The question for cloud providers then becomes: “What do we do with the products we already built?”
There are two obvious paths, one blazed by Google Cloud and the other by AWS.
1. The Google Cloud approach
As captured in Steve Yegge’s infamous rant, Google has an internal deprecation strategy that can be abstracted away from most developers via rigorous automation that doesn’t exist externally. The Killed By Google meme wouldn’t get nearly the traction that it does if it weren’t painfully accurate.
Google recently attempted to address this with the announcement of Enterprise APIs that offer a firmer basis for deprecation timelines. There are two problems here that I can see.
The first is that not everything under the Google Cloud umbrella of services is included. That means that customers who care about not having the rug yanked out from under them need to reference a list religiously to make sure that they’re not one “exciting” email away from having to rebuild something important.
The second is that Googlers seem to somehow be expecting praise from the general internet for doing something they should have been doing all along. You don’t get points for stopping bad behavior; you simply stop digging the hole deeper. While Enterprise APIs are a welcome change to be sure, Google shouldn’t have had to get anywhere close to this point before they became necessary.
Despite what Google wishes were true, every single Google Cloud customer I’ve ever spoken with has brought up the Google graveyard when we talk about their choice of cloud providers. Effectively no one who isn’t a current or past Googler finds fault with the accusation of unplanned product retirements whenever it’s raised.
2. The AWS approach
Meanwhile, AWS has the same contractual terms around deprecations as Google Cloud does, except that nobody ever really cares about their specifics. Over 15 years of history have demonstrated that things generally don’t get deprecated.
The narrative that AWS “doesn’t deprecate things” isn’t strictly true, but it’s close enough to accurate that you could be forgiven for assuming that it was. For example, AWS recently deprecated EC2-Classic, which demonstrates a couple things.
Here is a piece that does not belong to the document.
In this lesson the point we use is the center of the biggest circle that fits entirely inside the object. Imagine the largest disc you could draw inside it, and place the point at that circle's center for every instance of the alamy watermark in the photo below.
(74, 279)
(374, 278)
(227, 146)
First, AWS confuses the heck out of customers when it does deprecate. With EC2-Classic, they’re deprecating a networking mode for EC2 that you’ve had to explicitly request for your account since the end of 2013. However, the narrative in a few places is more akin to what you’d expect if they were deprecating all of EC2 (which would be fantastically foolish of them).
Second, AWS really, really doesn’t like to retire programs. It’s so averse to actual deprecation that the current strategy is more or less to force a reboot of all EC2-Classic instances. When those instances come back up, they’ll be in a specially created “default” VPC that interacts the same way that EC2 Classic does, through the same APIs. Note, this isn’t actually happening for some time yet.
The benefit to AWS’ overall approach is that something you were doing in 2008 will still work the same way today, via the same API calls. The drawback to AWS’ approach is that something you were doing in 2008 will still work the same way today, via the same API calls. While this does lead to cruft and is antithetical to “proper engineering,” it’s hard to deny that it aligns rather well with the approach that most companies take to their environments.
There’s a better way to approach cloud changes
The Google Cloud approach leads to a constant feeling of being on a treadmill. You’re subject to having your plan disrupted as you suddenly need to shift people around to reimplement something before the platform it’s built on stops working.
The AWS approach clearly builds a solid base of customer trust, but it also leads to vast service sprawl. New customers find themselves lost. Longtime customers don’t feel the need to “keep up,” as everything they build will continue working until the earth crashes into the sun.
At this point, I’m not really sure which path is “better.” The challenge for cloud providers is to find a third path that avoids both Google Cloud’s and AWS’ pitfalls. Both existing options force customers to rigorously check the dates on various blog posts to ensure that they’re not aligning with an obsolete best practice. If you’re a business that’s not serving your customers well, what are you doing?